June 3, 2008
The chairman and CEO of one of Clearwire's newest investors, Comcast, opened the kimono last week and shared his company's reasons for staking the cable company's wireless future on WiMAX. Chairman and CEO Brian Roberts told attendees at the Sanford C. Bernstein & Co. Strategic Decisions Conference in New York "that there was no opportunity out there quite as elegant" as Clearwire. Roberts said his company's $1.5 billion or 7 percent investment gets it a wholesale deal for reselling the WiMAX services that lets it bill, sell, market, authenticate, bundle and brand the service however they so choose. Clearwire and its partners aim "to create a, wow, better-then, not a me-too, high-speed experience for a variety of applications," Roberts said.

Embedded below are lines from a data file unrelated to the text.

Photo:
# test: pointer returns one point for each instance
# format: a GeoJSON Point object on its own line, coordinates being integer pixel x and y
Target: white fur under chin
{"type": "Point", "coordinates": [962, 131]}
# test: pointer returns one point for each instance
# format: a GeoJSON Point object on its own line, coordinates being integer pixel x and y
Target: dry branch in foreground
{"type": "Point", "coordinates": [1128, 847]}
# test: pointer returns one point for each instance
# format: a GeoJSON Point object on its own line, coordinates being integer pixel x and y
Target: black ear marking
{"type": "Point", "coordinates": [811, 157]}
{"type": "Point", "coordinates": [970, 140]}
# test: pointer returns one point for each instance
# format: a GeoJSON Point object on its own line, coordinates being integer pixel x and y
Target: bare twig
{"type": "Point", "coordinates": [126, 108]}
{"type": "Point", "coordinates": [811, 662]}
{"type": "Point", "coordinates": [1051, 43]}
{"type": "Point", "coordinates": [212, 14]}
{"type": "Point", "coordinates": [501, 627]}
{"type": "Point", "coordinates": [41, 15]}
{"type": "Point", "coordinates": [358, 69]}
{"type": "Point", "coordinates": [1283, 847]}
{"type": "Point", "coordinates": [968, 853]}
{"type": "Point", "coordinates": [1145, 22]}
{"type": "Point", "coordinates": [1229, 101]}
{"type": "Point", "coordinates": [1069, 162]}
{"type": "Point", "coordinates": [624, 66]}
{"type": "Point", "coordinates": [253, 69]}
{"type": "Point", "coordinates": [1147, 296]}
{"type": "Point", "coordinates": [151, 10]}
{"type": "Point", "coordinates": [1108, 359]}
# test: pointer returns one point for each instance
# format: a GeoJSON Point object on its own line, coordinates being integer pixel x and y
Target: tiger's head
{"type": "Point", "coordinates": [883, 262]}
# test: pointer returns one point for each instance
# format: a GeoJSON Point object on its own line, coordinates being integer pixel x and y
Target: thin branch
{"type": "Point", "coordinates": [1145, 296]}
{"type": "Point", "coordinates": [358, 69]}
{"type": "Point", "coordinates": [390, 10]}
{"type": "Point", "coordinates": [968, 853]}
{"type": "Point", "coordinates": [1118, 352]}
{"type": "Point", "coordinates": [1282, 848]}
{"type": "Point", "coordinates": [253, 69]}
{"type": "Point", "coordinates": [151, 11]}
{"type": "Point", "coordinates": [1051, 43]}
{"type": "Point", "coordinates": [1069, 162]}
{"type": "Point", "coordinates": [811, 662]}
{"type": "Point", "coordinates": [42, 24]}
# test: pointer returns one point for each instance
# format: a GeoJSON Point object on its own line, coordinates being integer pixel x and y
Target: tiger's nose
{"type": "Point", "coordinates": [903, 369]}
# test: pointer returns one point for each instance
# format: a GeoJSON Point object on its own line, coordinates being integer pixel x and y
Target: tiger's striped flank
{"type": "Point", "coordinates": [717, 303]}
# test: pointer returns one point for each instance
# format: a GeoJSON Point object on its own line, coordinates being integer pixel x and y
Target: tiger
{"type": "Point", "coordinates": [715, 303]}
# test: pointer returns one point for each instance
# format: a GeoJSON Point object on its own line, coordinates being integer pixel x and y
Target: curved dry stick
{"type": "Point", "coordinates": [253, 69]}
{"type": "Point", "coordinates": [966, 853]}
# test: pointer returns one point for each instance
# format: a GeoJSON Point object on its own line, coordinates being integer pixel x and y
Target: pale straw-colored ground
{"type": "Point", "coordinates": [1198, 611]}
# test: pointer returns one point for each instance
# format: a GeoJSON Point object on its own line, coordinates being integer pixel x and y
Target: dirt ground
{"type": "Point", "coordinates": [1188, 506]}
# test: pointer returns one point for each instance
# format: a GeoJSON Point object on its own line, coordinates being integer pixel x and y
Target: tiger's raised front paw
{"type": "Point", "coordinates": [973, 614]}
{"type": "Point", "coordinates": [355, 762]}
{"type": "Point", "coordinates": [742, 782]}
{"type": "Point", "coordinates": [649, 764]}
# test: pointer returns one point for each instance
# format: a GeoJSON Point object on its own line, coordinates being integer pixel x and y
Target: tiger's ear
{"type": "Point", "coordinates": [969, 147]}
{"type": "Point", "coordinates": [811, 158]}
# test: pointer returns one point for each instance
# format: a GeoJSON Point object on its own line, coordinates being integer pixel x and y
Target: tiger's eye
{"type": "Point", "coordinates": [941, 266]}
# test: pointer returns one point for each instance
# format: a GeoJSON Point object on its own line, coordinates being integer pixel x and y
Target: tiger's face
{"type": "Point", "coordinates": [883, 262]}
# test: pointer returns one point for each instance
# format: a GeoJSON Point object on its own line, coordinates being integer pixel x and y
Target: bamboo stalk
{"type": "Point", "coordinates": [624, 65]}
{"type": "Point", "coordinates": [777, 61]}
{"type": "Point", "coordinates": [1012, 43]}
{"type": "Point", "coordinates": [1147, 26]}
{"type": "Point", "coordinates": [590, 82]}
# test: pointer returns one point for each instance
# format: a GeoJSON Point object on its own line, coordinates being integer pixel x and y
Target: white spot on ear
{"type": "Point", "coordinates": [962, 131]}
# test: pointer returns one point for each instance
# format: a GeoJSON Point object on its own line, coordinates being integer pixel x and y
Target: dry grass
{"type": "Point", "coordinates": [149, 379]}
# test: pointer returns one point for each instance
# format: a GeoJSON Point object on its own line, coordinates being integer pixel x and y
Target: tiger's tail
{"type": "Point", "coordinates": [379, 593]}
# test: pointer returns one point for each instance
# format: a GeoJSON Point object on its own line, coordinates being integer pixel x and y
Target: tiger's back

Roberts said a Clearwire WiMAX demo that showed live video as his test group drove around a road at 50 miles per hour helped convince the cable company to sign on to the deal, but the 150MHz per market of "virgin spectrum" and Clearwire's 2G/3G/4G roaming agreement also helped seal it.
While Roberts is convinced that the mobile internet will run on WiMAX for years to come, Caroline Gabriel points to mounting evidence in this week's feature that Intel may be bracing itself for a future devoid of WiMAX.